Sequence Feature Variant Types¶
Overview¶
The Sequence Feature Variant Types Tab provides a comprehensive understanding of a pathogen is essential for analyzing genotype-phenotype associations. Understanding how changes in a pathogen’s genomic sequence may be reflected in its functional characteristics is crucial for understanding pathogenesis. Traditionally, the relationship between genotype and phenotype is assessed by phylogenetic analysis of whole genome sequences or statistical tests of association between single residue variations and specific phenotypic characteristics. However, these approaches have limitations, such as not providing direct information about the specific region contributing to the phenotypic effect. The Sequence Feature Variant Types (SFVT) approach addresses these limitations.
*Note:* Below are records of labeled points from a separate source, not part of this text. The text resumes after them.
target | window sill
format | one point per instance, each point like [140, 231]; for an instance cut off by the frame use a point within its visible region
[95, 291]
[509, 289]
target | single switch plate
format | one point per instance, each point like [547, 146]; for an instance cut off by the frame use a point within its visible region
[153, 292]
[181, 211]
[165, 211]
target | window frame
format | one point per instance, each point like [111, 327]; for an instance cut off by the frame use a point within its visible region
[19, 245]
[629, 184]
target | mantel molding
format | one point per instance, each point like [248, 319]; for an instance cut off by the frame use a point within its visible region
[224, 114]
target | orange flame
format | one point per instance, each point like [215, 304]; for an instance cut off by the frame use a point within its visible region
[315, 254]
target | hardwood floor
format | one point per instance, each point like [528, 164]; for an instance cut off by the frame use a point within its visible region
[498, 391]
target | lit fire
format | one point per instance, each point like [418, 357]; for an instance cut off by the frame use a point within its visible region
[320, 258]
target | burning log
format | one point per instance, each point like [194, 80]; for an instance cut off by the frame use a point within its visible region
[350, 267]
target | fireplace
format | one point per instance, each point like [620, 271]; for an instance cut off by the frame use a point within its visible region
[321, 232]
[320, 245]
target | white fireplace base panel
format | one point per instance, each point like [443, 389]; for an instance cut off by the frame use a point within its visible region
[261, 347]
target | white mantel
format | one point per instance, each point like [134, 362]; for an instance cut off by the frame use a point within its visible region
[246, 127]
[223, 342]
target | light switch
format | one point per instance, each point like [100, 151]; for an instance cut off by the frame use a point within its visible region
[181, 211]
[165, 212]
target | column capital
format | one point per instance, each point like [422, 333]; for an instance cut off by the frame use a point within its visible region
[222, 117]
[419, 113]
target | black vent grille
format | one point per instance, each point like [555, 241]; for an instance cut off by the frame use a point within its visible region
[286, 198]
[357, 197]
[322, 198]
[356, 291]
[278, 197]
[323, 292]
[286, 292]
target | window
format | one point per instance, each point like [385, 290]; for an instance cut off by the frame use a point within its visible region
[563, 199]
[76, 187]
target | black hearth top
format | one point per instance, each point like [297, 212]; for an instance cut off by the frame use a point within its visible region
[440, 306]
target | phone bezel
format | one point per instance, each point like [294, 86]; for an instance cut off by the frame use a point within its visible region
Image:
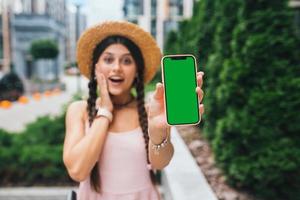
[163, 80]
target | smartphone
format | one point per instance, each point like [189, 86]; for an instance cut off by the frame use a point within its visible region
[179, 76]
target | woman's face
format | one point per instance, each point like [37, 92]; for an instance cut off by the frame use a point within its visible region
[118, 67]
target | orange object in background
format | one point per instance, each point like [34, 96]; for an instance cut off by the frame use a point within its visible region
[5, 104]
[47, 93]
[36, 96]
[56, 91]
[23, 99]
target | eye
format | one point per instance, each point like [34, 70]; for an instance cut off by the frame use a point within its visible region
[127, 61]
[108, 60]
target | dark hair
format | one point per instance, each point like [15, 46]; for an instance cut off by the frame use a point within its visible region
[139, 86]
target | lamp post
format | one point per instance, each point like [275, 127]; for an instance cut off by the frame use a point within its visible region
[6, 35]
[77, 37]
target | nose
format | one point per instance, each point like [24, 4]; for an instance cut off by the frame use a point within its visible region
[117, 66]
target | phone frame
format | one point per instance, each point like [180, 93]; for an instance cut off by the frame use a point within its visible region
[163, 81]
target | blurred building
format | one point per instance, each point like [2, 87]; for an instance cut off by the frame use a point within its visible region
[74, 18]
[30, 20]
[158, 16]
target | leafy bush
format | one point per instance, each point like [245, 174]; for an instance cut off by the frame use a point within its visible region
[34, 156]
[11, 87]
[252, 84]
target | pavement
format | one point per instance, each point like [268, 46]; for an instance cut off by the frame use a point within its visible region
[35, 193]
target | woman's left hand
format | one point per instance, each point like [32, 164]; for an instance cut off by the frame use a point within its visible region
[156, 109]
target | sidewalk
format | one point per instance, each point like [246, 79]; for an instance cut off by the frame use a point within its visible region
[35, 193]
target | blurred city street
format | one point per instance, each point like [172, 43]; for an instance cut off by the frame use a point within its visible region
[16, 117]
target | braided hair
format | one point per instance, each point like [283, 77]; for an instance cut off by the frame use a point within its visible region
[139, 86]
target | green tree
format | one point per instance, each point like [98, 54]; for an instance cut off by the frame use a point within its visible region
[257, 138]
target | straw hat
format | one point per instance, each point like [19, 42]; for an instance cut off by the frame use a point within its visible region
[94, 35]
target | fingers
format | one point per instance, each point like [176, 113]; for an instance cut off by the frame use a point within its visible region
[200, 93]
[200, 78]
[201, 109]
[103, 85]
[159, 91]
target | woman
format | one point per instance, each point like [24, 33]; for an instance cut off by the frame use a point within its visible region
[110, 138]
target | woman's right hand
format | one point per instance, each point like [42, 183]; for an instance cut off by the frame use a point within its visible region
[105, 101]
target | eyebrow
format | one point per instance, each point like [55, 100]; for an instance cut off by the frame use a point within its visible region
[113, 54]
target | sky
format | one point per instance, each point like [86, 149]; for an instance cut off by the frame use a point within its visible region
[100, 10]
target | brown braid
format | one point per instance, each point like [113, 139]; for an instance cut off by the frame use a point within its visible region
[139, 86]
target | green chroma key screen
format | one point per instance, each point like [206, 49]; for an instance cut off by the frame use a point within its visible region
[179, 74]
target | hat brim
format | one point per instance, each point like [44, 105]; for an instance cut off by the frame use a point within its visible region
[94, 35]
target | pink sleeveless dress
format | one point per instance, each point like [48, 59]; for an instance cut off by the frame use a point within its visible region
[123, 170]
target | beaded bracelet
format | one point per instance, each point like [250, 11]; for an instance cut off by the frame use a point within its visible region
[157, 147]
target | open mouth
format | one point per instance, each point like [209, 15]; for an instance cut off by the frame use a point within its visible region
[116, 81]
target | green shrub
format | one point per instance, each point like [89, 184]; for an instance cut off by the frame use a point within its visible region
[34, 156]
[257, 139]
[11, 87]
[251, 86]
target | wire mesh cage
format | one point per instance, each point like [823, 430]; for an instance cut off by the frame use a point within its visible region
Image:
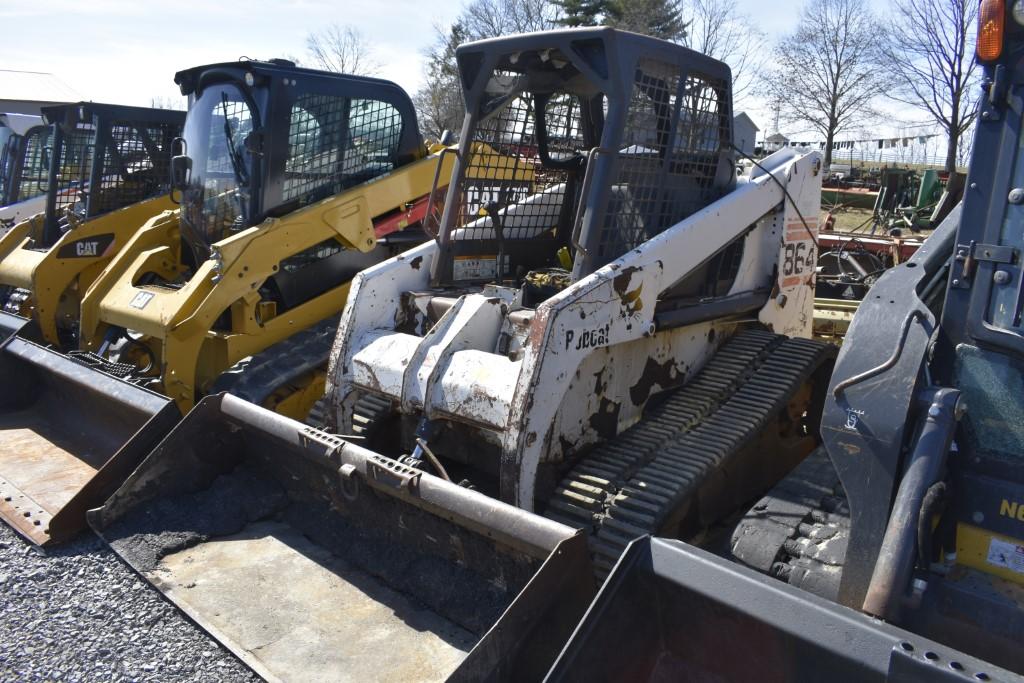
[566, 151]
[334, 143]
[505, 169]
[74, 159]
[136, 160]
[8, 158]
[33, 178]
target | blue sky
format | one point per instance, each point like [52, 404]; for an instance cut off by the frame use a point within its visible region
[127, 51]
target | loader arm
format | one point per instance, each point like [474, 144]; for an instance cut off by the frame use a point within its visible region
[179, 324]
[58, 276]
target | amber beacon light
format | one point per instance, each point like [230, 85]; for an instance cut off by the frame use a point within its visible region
[991, 25]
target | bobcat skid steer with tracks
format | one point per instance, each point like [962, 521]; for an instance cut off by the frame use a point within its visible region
[109, 173]
[290, 180]
[472, 374]
[17, 164]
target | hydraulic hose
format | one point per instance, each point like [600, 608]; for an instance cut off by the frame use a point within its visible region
[899, 546]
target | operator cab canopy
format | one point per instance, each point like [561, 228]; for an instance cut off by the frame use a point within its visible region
[584, 142]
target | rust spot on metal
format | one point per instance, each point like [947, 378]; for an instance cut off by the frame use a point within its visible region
[605, 421]
[654, 374]
[630, 298]
[565, 445]
[538, 327]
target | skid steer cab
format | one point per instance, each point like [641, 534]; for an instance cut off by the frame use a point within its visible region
[15, 163]
[289, 182]
[598, 274]
[105, 173]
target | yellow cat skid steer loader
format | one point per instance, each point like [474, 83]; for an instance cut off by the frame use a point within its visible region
[619, 341]
[109, 173]
[290, 180]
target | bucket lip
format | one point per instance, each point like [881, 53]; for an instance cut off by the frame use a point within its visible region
[55, 363]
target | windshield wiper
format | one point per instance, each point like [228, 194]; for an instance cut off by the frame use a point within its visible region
[241, 175]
SFVT defines distinct sequence features (SFs) of constellations of amino acid positions based on functional and structural characteristics. SFVTs capture the extent of sequence variations observed within these combinations and are used for statistically analyzing genotype-phenotype associations.
Sequence Feature Description¶
A Sequence Feature (SF) is a specific region of a protein with some characteristic of interest, such as:
Structural properties (e.g., alpha helix, beta sheet)
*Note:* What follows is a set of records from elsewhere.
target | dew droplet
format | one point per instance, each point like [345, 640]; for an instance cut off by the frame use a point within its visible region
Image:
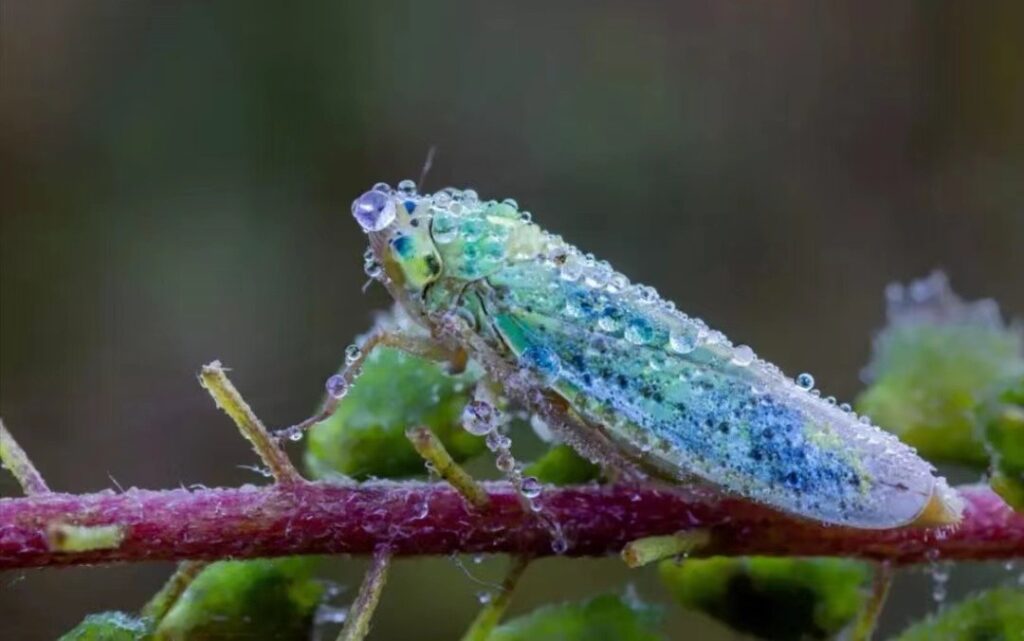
[505, 462]
[336, 386]
[742, 355]
[478, 418]
[682, 343]
[530, 487]
[352, 353]
[805, 381]
[374, 210]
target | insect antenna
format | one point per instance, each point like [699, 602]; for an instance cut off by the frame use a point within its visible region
[427, 164]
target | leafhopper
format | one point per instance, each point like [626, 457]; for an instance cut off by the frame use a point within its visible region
[621, 374]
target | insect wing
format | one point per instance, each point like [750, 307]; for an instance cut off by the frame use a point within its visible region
[684, 404]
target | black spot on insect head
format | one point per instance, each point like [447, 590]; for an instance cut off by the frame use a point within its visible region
[433, 265]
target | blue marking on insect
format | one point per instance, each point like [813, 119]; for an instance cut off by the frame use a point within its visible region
[673, 396]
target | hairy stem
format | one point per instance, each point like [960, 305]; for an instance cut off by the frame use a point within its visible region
[416, 518]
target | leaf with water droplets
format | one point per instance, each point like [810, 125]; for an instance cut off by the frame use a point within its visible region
[771, 598]
[110, 627]
[936, 360]
[367, 435]
[259, 599]
[562, 466]
[607, 616]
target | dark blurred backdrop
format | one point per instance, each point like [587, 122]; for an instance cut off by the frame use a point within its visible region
[176, 177]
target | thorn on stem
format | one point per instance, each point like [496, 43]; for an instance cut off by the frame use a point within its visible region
[643, 551]
[214, 379]
[432, 450]
[867, 620]
[361, 611]
[15, 460]
[68, 538]
[491, 615]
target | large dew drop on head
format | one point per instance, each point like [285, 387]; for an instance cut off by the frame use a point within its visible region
[374, 210]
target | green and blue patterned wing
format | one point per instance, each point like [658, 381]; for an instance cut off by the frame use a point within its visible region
[683, 401]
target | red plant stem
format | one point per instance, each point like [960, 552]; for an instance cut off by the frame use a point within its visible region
[420, 518]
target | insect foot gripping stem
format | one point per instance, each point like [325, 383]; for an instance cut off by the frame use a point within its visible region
[649, 385]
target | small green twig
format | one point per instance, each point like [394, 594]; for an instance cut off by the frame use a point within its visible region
[650, 549]
[162, 602]
[227, 398]
[15, 460]
[863, 628]
[491, 615]
[432, 450]
[71, 538]
[361, 611]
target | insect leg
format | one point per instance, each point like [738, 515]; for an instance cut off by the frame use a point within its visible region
[337, 386]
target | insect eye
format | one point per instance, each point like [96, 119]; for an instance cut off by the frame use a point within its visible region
[374, 210]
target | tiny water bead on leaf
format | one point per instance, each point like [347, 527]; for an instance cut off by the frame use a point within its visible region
[367, 435]
[630, 380]
[111, 627]
[336, 386]
[935, 361]
[805, 381]
[771, 598]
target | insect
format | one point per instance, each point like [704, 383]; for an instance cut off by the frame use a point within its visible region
[622, 375]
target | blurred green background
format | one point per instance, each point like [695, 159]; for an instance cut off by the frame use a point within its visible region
[175, 183]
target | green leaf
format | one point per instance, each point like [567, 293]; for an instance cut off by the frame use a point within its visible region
[936, 360]
[367, 435]
[607, 617]
[993, 615]
[110, 627]
[562, 466]
[259, 599]
[1003, 425]
[772, 598]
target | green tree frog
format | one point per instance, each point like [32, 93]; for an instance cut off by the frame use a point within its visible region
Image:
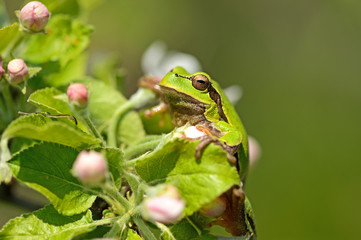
[198, 100]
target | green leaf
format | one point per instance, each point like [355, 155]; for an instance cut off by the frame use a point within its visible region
[115, 161]
[42, 128]
[46, 99]
[46, 168]
[66, 38]
[47, 223]
[103, 102]
[132, 235]
[185, 230]
[50, 100]
[33, 71]
[198, 180]
[70, 7]
[74, 69]
[8, 35]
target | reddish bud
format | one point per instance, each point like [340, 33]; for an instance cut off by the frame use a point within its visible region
[78, 94]
[90, 167]
[34, 16]
[18, 71]
[2, 70]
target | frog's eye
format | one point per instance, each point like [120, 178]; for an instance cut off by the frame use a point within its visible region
[200, 82]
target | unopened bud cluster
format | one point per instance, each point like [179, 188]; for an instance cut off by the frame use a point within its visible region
[18, 71]
[2, 71]
[34, 16]
[90, 167]
[78, 94]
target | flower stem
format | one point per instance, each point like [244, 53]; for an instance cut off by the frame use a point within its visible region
[164, 228]
[8, 101]
[118, 115]
[118, 225]
[115, 194]
[144, 228]
[93, 129]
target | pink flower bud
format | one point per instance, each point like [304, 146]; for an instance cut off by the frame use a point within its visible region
[2, 71]
[215, 208]
[90, 167]
[77, 94]
[34, 16]
[18, 71]
[165, 208]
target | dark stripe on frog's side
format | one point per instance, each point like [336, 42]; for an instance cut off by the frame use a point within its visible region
[217, 99]
[184, 108]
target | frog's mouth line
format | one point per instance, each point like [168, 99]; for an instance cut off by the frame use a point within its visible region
[196, 105]
[182, 96]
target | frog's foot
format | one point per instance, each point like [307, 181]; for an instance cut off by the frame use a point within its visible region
[206, 140]
[234, 217]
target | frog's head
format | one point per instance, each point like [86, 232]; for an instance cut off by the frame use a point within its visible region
[196, 85]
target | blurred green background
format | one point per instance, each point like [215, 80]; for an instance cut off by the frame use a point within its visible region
[298, 63]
Functional properties (e.g., nuclear localization signal, enzyme active sites)
Positions where sequence alterations have functional effects (e.g., changes in virulence)
Immune epitopes
SFs can be continuous or discontinuous stretches of amino acids and can overlap. They are annotated with additional information, including a descriptive name, the protein in which it occurs, start and end positions, total length, category (structural, functional, sequence alteration, or immune epitope), virus strain, known associated phenotypes, evidence codes, and the publication or resource where it was described.
Workflow for Defining a Sequence Feature¶
Identify reference sequence
Develop coordinate system
Map positions
Obtain metadata including:
Virus Information (type, subtype, strain, segment-protein)
SF Information (name, strain-specific position, sequence in the source strain, category, comments)
Reference (public domain databases like PubMed, UniProt, PDB)
See also¶
Accessing the SFVT Table¶
Clicking the Sequence Feature Variant Types (SFVT) Tab in a Taxon View displays the SFVT Table (shown below), listing all the SFVT data corresponding to the set of genomes in the selected taxon level.
Sequence Feature Variant Types (SFVT) Table Tools¶
Within this table you may do the following:
Download the entire contents of the table in text, CSV, or Excel format by clicking the Download button above the table on the left side.
Rearrange and narrow the list of sequences in the table via sorting (using column headers), keywords (using the Keyword box), and filtering (using the Filters tool).
Filter Tool¶
As with all tables, the Filters tool is available to narrow the display of the items in the table, shown below:
Clicking on the Filters button at the top right of the table opens the Filter Panel above the table, displaying column names from the table and values for those columns with counts of occurrence. Clicking on the filter values narrows the list displayed in the table to those matching the chosen filter values. Clicking the Hide button closes the Filter Panel. More details are available in the Filter Tool Quick Reference Guide.
One filter specific to the Sequence Feature Variant Types is the evidence code. The options for evidence code include EXP for experimental evidence, IEA for inferred electronic annotation and ISS for inferred from sequence or structural similarity.
Accessing the Variant Type Table¶
From the Sequence Feature Variant Type Tab, you can click on a specific variant type to view the amino acid changes for that specific sequence feature. You can see where to click in the below image. Any single variant type tab can be viewed and further analyzed.
This leads to the variant type table, which shows the amino acid changes within each variant type, as seen below. This table shows all of the variant types in descending order and is unique for each variant type. The specific amino acids are shown, including differences for each row. The number of specific amino acid shifts from the most common variant are listed in the last column- labeled total variation. Clicking on the value in the protein count table will take you to the feature group, which includes all of the sequences with that specific variant.
Additional Information¶
Sequence Feature Variant Types can be accessed and searched for using the Advanced Searches. One of the advanced searches is Sequence Feature Variant Types Advanced Search which you can utilize to find sequence features or sequence feature variant types based on amino acids, and their variant expression. The Advanced Search is the best way to search for specific variants. More details are available in the Action Buttons Quick Reference Guide.